En théorie, le R roulé (à la différence du r semi-grasseyé que nous
prononçons à Paris) a disparu de la prononciation parisienne aux
alentours du XVIIIe siècle ; d'abord de la cour, puis des bourgeois
désirant imiter la cour, puis du peuple.
Pour retrouver la prononciation parisienne du début du siècle, il faut
plutôt écouter Arletti.
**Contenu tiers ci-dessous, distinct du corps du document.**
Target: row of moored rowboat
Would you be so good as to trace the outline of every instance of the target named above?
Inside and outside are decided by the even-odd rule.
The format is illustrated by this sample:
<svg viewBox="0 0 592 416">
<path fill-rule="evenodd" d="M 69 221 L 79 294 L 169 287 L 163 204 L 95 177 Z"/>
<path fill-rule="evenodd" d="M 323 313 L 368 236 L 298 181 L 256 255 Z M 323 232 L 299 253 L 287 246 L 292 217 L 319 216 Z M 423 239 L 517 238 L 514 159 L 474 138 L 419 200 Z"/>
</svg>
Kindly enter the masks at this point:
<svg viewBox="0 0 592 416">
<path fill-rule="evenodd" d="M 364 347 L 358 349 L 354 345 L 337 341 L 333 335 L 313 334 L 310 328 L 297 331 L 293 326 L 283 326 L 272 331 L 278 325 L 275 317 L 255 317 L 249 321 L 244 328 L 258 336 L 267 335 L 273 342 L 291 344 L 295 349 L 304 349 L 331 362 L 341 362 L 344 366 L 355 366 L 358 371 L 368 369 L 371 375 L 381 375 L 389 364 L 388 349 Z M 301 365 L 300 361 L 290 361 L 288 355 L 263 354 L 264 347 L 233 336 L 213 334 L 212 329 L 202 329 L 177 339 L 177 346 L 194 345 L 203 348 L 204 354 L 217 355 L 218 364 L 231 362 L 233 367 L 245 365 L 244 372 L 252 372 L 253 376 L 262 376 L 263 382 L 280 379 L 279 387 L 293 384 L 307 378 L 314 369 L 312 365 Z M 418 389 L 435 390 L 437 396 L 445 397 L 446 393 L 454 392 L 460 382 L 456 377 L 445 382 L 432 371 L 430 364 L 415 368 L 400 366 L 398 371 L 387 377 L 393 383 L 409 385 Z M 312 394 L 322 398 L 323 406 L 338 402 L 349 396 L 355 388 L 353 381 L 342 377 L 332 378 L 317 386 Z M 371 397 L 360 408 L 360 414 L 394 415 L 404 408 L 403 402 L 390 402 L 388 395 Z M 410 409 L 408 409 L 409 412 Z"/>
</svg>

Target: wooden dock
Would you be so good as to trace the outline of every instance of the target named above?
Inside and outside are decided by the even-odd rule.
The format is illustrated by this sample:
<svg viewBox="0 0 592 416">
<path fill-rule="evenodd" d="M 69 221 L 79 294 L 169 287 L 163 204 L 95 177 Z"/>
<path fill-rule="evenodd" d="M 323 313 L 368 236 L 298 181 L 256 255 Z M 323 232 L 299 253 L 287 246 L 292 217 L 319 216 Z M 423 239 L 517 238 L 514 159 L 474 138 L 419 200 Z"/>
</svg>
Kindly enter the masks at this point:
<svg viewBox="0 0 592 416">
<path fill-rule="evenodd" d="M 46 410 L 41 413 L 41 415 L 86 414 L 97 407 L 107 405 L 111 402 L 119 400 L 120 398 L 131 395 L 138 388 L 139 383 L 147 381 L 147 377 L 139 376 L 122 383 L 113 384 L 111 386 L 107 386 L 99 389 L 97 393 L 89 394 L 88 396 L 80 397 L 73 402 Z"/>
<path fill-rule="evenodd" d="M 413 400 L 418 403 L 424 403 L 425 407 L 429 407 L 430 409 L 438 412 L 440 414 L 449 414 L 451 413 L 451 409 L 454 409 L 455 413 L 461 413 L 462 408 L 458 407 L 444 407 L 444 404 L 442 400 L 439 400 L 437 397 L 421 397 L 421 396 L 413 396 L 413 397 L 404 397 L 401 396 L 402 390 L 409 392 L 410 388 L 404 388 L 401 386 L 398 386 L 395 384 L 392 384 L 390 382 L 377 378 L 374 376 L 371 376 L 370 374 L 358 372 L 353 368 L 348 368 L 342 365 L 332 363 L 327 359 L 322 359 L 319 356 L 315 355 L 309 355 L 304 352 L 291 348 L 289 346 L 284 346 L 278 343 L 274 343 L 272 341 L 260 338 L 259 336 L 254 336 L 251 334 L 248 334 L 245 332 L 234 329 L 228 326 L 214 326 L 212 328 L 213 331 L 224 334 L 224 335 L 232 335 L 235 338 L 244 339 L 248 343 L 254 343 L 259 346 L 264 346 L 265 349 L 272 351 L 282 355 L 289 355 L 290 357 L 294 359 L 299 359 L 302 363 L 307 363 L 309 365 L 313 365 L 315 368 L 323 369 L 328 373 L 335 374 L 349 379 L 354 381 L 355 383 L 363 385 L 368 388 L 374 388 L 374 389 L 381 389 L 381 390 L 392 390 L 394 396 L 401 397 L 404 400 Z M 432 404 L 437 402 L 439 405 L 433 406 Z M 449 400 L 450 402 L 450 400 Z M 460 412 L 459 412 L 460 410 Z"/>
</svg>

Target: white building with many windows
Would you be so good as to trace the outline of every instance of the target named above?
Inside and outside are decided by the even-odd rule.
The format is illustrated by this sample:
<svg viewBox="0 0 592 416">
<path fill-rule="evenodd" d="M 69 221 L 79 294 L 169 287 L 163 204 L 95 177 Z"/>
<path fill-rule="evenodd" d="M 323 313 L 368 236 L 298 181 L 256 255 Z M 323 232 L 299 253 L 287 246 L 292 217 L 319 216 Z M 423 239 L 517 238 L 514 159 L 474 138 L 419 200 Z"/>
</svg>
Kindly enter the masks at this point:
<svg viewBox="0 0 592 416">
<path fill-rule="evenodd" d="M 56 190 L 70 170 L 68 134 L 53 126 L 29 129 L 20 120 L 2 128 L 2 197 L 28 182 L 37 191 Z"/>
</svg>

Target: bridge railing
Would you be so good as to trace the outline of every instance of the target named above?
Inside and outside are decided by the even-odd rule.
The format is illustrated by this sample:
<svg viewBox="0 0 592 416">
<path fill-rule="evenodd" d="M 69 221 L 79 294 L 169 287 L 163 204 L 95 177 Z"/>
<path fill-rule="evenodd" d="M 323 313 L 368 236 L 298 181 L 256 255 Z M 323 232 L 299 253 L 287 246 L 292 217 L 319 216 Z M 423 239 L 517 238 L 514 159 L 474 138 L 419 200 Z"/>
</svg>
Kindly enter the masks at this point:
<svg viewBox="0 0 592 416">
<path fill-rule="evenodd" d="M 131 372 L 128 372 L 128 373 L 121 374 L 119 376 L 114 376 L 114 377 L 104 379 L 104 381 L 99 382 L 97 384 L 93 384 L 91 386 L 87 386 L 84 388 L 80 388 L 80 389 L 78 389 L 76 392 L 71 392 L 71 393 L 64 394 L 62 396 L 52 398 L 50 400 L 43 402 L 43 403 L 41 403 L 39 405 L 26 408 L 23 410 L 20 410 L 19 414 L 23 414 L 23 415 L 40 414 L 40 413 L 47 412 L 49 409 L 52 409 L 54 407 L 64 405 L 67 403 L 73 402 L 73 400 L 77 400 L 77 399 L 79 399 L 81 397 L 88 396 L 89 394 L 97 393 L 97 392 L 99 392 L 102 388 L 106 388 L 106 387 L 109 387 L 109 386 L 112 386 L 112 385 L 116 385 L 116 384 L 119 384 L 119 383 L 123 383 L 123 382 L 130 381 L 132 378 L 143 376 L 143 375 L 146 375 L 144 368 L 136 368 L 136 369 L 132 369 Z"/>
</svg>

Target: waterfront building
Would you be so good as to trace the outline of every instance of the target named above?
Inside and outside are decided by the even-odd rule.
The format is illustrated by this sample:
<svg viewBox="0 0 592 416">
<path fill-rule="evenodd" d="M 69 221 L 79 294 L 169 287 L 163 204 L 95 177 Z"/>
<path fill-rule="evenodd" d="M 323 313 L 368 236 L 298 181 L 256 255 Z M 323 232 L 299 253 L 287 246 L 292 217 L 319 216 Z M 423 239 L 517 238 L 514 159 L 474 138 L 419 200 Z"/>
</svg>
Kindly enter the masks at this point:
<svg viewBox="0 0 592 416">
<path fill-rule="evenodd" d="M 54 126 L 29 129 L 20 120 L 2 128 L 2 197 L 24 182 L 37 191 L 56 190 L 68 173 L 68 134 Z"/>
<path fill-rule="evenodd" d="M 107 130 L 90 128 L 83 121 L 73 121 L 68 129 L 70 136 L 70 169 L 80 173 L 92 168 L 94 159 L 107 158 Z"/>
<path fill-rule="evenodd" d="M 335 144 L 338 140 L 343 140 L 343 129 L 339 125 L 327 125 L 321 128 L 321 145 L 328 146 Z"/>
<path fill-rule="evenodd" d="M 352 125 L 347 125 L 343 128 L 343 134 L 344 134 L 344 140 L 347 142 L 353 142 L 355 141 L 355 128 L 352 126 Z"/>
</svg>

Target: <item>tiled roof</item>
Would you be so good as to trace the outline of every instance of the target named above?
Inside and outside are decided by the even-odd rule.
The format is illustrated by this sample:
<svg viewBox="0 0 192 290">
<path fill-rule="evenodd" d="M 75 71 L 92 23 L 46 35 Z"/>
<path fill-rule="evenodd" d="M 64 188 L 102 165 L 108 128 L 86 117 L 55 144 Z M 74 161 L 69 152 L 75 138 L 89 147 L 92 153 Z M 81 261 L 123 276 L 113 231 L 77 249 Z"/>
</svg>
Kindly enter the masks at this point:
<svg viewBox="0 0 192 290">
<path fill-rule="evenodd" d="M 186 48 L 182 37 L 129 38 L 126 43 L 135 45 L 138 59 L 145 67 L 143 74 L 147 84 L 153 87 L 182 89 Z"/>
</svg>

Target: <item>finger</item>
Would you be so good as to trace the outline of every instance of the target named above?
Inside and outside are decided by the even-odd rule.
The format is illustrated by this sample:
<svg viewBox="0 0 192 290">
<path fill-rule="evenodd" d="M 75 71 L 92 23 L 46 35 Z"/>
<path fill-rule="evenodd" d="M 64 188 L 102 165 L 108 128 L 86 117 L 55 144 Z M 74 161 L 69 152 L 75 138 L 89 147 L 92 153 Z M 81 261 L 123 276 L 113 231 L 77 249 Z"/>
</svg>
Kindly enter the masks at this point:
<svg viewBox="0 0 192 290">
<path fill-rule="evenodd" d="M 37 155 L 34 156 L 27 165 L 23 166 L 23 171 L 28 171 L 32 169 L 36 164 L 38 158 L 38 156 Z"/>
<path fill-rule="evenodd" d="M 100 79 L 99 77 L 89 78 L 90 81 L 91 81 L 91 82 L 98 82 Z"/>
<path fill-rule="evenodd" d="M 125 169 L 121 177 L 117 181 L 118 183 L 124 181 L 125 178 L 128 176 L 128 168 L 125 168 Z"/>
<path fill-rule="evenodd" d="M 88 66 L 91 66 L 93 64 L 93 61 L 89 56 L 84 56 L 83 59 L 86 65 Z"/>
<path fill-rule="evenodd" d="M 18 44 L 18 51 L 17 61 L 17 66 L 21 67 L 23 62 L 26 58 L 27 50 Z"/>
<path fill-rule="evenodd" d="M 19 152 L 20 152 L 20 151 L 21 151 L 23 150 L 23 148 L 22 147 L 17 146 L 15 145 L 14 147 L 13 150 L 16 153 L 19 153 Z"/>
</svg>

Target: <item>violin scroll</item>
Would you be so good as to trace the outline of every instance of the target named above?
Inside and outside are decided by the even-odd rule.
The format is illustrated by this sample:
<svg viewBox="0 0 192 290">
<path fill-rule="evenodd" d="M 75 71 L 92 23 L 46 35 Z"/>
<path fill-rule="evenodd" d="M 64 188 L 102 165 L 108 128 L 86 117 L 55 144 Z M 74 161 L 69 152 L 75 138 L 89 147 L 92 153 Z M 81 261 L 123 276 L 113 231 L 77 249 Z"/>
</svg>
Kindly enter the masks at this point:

Il n'y a rien de roulé dans « atmosphère » ! ;)
Vincent
Voyez comme on est en retard, il n'y a même pas trente ans, on
le prononçait encore dans les campagnes de haute Bretagne, et à
mon avis, si on cherche bien, on doit encore trouver quelques
personnes qui le pratiquent, ce r apical.
>
> Pour retrouver la prononciation parisienne du début du siècle, il faut
> plutôt écouter Arletti. Il n'y a rien de roulé dans « atmosphère » ! ;)
Pourrr sûrrr.
> Voyez comme on est en retard, il n'y a même pas trente ans, on
> le prononçait encore dans les campagnes de haute Bretagne, et à
> mon avis, si on cherche bien, on doit encore trouver quelques
> personnes qui le pratiquent, ce r apical.
La prononciation roulée du R couRt encoRe, particulièrement dans le
sud-ouest ou, par extension, en pays occitan. Je ne savais pas pour la
basse Bretagne, mais je subodore, à l'instar de l'occitan, une influence
du substrat celtique.
À ce sujet, on pense que ce fameux substrat celtique, ici gaulois, est à
l'origine de l'évolution (palatalisation) du u latin [u] vers le u
français [y]. Merci donc aux gaulois de nous avoir légué une voyelle que
nos cousines romanes ne possèdent pas !
V.
Vous parlez de deux choses différentes, il me semble.
Rouler les R est une chose, les prononcer avec la pointe de la langue
ou en arrière en est une autre.
Il n'existe en français qu'un seul phonème R, qui était autrefois
apical, et qui est devenu presque partout uvulaire, ou postérieur.
Mais pour chacune de ces réalisations, le son peut être tenu ou non.
C'est ce qui distingue le r apical espagnol du r apical anglais, très
amuï. En expagnol, comparez aussi "perro" et "pero".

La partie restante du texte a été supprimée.